In-flight customers constitute the largest share but are harder to move up the loyalty ladder. They may visit a pharmacy while on holiday, pass through, or select a pharmacy based on proximity to their workplace. Medical clinic pharmacies and those in holiday destinations tend to have a higher percentage of in-flight customers.
So, how can pharmacies excel in terms of prescription loyalty?
Firstly, it’s essential to understand your pharmacy’s specific numbers. Secondly, conduct a comprehensive review of your service catalogue. Thirdly, devise a plan in collaboration with your team and continuously monitor and adjust your strategies based on measured outcomes.
Several services have been proven to increase prescription loyalty:
Utilising digital services such as MedAdvisor, reCare and Active Scripts List is a straightforward way to enhance prescription loyalty. How many customers do you currently have on MedAdvisor? Are you running regular campaigns to promote uptake? Do you reward staff who excel in this area?
DAAs can increase prescription loyalty and enhance adherence, delivering a double uplift. Deliveries are under review as a free service, but if customers in neighbouring suburbs know via local area marketing that you deliver to their suburb, say, every Friday, could you move them from a convenience customer to a frequent flyer by combining delivery and DAA? Furthermore, would you get a return on your service investment?
A group of stores that piloted NostraData’s prescription loyalty platform, EchoRx, was able to identify their customers according to prescription loyalty, and deliver tailored services such as those mentioned above, and was able to realise a significant increase in prescription loyalty and revenue uplift across cohorts of patients.
The double dispense policy has raised significant concerns for pharmacists, pharmacy owners and customers alike.
The policy’s implementation has resulted in unintended consequences, with vulnerable individuals and those with complex medication needs often bearing the brunt of the financial burden.
It’s evident that pharmacies must adapt and find innovative solutions to mitigate the impacts of this policy while ensuring continued access to affordable healthcare for all Australians.
As pharmacists, we have the power to make a difference and shape the future of community pharmacy. It’s time to explore alternative avenues beyond price increases and take proactive steps to increase prescription loyalty.

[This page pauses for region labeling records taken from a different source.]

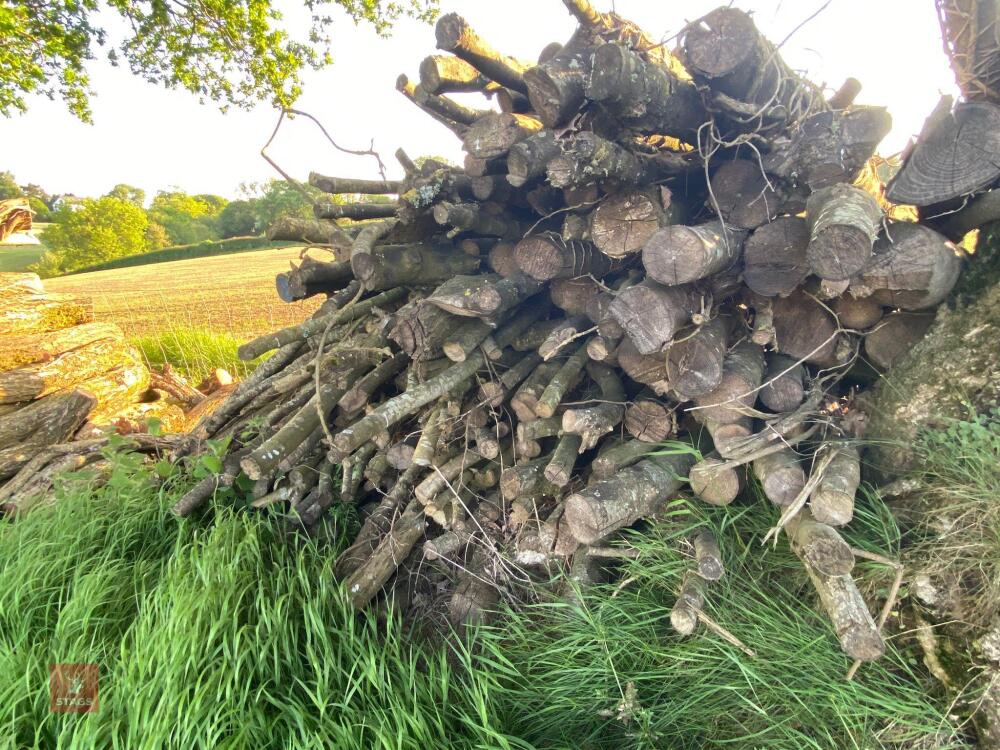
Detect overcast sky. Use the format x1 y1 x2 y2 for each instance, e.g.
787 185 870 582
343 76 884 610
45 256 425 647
0 0 954 203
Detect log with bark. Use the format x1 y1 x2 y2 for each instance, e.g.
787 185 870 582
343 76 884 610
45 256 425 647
7 0 968 658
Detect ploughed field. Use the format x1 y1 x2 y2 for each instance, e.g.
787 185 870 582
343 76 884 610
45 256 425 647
45 247 319 338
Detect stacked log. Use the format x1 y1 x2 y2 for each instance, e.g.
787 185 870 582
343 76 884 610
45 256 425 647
37 0 976 659
0 273 223 515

By capturing a larger share of customers and securing a greater share of prescriptions from existing customers, we can not only mitigate the effects of the double dispense policy, but also improve the overall sustainability and viability of community pharmacies.
To achieve this, it’s crucial to understand our specific numbers and conduct a comprehensive review of our service catalogue.
Embracing technology-enabled strategies that resonate with customers, such as digital services like MedAdvisor, reCare, and Active Scripts List, can enhance prescription loyalty.
Additionally, services such as DAAs and tailored delivery options can further strengthen customer loyalty and adherence.
Collaboration within our teams is paramount. By devising a plan together and continuously monitoring and adjusting our strategies based on measured outcomes, we can ensure that we provide the right services and support our customers’ needs.
Rewarding staff who excel in digital service uptake and foster a culture of customer-centric care will further drive prescription loyalty and enhance the overall pharmacy experience.
It’s time for all pharmacists to act and outperform by increasing prescription loyalty. Let’s seize this opportunity to shape the future of community pharmacy and ensure we continue serving our communities effectively.
Together, we can navigate the challenges the double dispense policy poses, and reaffirm our role as a vital pillar in Australia’s healthcare ecosystem. Act now and make a difference in the lives of millions of Australians.